What's going on here?
The Trump administration spelled out its plans to make American public infrastructure great again on Monday, but a big increase in government spending amid falls in revenue due to tax cuts spells trouble for the bond market… (tweet this)
What does this mean?
The White House says its plans would spur as much as $1.5 trillion of investment in America’s aging roads, airports and other public works although, as always with politics, it’s not quite that straightforward.
In any case, the hope is that the US economy will benefit from the jobs and business activity created by the infrastructure spending – as well as from the enhanced infrastructure itself, which can facilitate more efficient trade and generally encourage more commerce (e.g. goods arrive more quickly).
Why should I care?
The bigger picture: There’s controversy regarding how the US government can afford the program.

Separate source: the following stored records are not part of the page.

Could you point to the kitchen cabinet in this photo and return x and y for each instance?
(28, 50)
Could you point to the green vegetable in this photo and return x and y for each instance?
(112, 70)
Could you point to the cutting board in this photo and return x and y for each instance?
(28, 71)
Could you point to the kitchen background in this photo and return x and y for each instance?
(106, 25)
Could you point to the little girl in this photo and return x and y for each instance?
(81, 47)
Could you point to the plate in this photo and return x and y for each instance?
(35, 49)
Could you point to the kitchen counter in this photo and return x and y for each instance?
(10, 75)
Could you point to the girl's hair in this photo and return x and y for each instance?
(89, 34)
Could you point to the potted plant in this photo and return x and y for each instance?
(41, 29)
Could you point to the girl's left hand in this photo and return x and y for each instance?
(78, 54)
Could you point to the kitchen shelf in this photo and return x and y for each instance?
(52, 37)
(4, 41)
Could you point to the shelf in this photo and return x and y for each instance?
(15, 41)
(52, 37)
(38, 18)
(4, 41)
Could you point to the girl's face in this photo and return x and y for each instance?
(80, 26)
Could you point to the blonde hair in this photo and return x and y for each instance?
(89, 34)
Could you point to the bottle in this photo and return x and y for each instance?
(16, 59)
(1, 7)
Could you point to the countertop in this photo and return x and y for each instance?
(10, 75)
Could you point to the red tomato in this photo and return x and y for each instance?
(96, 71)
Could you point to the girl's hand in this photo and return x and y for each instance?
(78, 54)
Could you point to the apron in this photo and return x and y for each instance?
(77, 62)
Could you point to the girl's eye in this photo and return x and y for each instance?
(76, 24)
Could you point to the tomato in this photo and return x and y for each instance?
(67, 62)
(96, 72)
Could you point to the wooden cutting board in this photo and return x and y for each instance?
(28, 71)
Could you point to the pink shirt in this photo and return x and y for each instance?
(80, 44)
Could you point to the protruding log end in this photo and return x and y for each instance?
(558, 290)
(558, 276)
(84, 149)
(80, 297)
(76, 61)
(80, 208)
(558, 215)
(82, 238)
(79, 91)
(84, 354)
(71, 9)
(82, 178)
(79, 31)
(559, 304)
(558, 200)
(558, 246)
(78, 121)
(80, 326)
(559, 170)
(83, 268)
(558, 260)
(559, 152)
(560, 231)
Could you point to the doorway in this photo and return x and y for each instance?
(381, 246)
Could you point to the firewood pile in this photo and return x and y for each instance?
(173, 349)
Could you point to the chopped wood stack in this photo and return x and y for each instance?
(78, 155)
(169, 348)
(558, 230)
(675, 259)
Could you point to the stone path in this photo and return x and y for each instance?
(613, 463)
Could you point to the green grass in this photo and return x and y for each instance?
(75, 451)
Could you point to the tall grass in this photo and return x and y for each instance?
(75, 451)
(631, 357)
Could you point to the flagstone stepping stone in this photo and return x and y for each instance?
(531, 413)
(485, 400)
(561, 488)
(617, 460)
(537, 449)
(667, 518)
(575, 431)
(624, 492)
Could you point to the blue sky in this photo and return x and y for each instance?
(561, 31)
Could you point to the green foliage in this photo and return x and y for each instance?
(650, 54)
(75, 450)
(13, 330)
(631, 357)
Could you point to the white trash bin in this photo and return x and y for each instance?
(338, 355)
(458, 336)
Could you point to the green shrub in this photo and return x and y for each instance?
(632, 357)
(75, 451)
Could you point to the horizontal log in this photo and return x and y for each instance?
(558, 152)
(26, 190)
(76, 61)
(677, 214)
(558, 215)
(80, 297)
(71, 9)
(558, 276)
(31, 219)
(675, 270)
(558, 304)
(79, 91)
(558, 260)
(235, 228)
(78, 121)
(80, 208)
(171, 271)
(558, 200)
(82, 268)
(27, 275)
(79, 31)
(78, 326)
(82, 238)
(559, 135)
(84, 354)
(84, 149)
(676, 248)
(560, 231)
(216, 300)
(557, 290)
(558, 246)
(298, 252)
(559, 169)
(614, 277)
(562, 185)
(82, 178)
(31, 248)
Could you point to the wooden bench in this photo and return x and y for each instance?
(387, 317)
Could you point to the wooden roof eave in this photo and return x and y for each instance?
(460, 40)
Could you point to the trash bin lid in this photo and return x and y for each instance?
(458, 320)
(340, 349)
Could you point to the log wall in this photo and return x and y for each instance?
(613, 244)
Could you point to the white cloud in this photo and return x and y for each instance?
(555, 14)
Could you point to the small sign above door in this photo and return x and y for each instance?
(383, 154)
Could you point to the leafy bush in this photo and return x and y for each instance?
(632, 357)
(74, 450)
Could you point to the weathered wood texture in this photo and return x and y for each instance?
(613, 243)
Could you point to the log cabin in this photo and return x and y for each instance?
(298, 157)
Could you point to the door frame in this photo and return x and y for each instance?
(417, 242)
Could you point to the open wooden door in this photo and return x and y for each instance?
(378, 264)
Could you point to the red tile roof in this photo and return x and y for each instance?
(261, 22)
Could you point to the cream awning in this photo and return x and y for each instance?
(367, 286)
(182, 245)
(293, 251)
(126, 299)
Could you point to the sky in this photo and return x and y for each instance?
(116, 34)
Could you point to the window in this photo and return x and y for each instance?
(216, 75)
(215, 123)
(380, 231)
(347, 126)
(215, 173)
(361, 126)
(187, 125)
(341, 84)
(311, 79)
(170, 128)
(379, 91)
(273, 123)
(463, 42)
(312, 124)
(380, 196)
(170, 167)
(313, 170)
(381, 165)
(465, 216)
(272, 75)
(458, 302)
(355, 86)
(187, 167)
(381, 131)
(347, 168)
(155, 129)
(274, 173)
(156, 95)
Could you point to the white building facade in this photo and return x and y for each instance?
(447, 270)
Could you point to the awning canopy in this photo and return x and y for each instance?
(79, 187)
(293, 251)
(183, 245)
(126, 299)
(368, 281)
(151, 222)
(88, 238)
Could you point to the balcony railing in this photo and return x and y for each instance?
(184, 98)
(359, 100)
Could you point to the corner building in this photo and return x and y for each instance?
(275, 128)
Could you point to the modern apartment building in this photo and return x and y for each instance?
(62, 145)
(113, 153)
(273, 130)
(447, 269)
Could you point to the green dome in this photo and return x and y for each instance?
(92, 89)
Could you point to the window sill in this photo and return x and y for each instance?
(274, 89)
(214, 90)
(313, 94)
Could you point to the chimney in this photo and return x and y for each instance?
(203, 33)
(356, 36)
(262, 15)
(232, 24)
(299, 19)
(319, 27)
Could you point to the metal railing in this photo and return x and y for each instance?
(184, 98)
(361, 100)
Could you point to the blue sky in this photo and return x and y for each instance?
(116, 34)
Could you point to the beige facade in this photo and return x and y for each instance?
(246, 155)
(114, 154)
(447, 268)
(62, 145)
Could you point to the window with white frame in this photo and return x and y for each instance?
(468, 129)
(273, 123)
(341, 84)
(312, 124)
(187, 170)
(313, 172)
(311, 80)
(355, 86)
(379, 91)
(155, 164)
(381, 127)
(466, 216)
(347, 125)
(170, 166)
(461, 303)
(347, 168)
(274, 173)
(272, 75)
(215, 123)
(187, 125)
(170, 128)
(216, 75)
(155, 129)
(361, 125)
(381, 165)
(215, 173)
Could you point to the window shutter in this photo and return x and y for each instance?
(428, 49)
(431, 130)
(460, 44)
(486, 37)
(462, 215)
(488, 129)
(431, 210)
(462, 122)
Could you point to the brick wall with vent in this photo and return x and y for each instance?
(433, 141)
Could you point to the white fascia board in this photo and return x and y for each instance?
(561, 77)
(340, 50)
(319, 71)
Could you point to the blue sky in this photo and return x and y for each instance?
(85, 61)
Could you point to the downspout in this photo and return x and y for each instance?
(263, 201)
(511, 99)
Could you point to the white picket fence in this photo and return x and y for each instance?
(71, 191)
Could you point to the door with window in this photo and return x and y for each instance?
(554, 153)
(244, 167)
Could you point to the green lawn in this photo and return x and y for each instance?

The Trump administration says it might cut funding from other federal programs to come up with the $200 billion it wants to spend on infrastructure, but if it can’t, then the necessary conclusion is that the government will have to borrow more (i.e. sell more government bonds) to pay for it.
For markets: This could contribute to further pressure in bond markets.
The US economy is already growing at or close to its fastest rate since the 2008 financial crisis. Lots of new infrastructure spending would likely help boost it further – but it would also put upward pressure on inflation. Bonds tend to be worth less when the economy is growing quickly (since a relatively low fixed return becomes less attractive than, say, stocks). Rising inflation, meanwhile, means the interest that bonds pay is worth less – which also depresses bond prices. Finally, if the US government has to sell many more bonds to finance higher spending, then the supply of bonds will increase, thus putting further downward pressure on bond prices (due to supply and demand).